Arbitral Awards & Labour Court Judgements issued prior to 2019 may be registered and executed in USD After all. A review of CFI Holdings t/a Farm & City v Machaya SC 37/2023

“The request by the appellants for the court a quo to determine the issue of the currency was in essence a request for the court to determine the lawfulness or correctness of the decision of the Labour Court. The court a quo did not have the power to determine the propriety of the judgment of the Labour Court. To do so would amount to delving into the merits of the matter before the Labour Court. The court a quo could only do so in the exercise of its review or appeal powers.”

Introduction

The dispute between Farm & City and Andrew Machaya under the Supreme Court case number SC 37 / 2023 involved an appeal against the registration of a Labour Court judgement amounting to USD 177,408.00 in favour of the Respondent. The significance of this judgement is that awards and judgements, that were issued before 2019, may be registered and executed in USD provided certain conditions are present. This is significant because the conventional understanding is that every judgment before 2019 February must be payable and executed in ZWL at the rate of 1 USD: 1ZWL. This judgement, if religiously followed, will result in the protection of several employees who are sitting on unregistered and unexecuted arbitral awards and Labour Court judgements issued before 2019.

Facts

In 2003 the respondent was suspended by the appellant. He was its Personnel Manager. In 2012 the Supreme Court nullified the suspension leading to his retirement. He was fully paid his wages and benefits thereafter. This was all paid in USD. The respondent then applied to the Labour Court for quantification of the outstanding dues. He was awarded USD 177,408.00. He then proceeded to apply to the HC for the registration of the Labour Court judgement for enforcement. This was in terms of section 93B(3) of the Labour Act (Chapter 28.01).

At the High Court and in the registration proceedings, the appellant employer argued that the judgement ought to have been in ZWL given the Finance Act (Number 2) of 2019. It then argued that because the judgement was in USD it was not sounding in money and therefore not registrable. The HC argued that delving into the propriety of the proper currency would be taking an appellate role which was not acceptable. The High Court also argued that the respondent had correctly canvassed and proved the requirements for the registration of the LC judgment. It then registered the LC judgement leaving the appellant company not amused.

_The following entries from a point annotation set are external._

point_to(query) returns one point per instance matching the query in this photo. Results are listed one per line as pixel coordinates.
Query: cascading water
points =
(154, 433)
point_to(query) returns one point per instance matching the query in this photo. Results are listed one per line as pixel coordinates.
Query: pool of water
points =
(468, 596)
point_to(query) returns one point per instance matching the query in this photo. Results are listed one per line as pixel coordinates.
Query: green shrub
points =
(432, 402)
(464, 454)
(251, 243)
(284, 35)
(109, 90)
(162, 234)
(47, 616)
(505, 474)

The court’s findings and the law

Before the SC was a question as to whether the requirements for the registration of the LC judgment had been fulfilled.

Requirements for the registration of an award

The court ruled that the five requirements that had to be fulfilled to register an award are as follows:

“The requirements that must be satisfied before the High Court or the Magistrates Court grants an application for registration of an award are:

  1. The award must have been granted by a competent arbitrator.
  2. The award must sound in money.
  3. The award is still extant and has not been set aside on review or appeal.
  4. The litigants are the parties to the award. The award must be certified as an award of the arbitrator.”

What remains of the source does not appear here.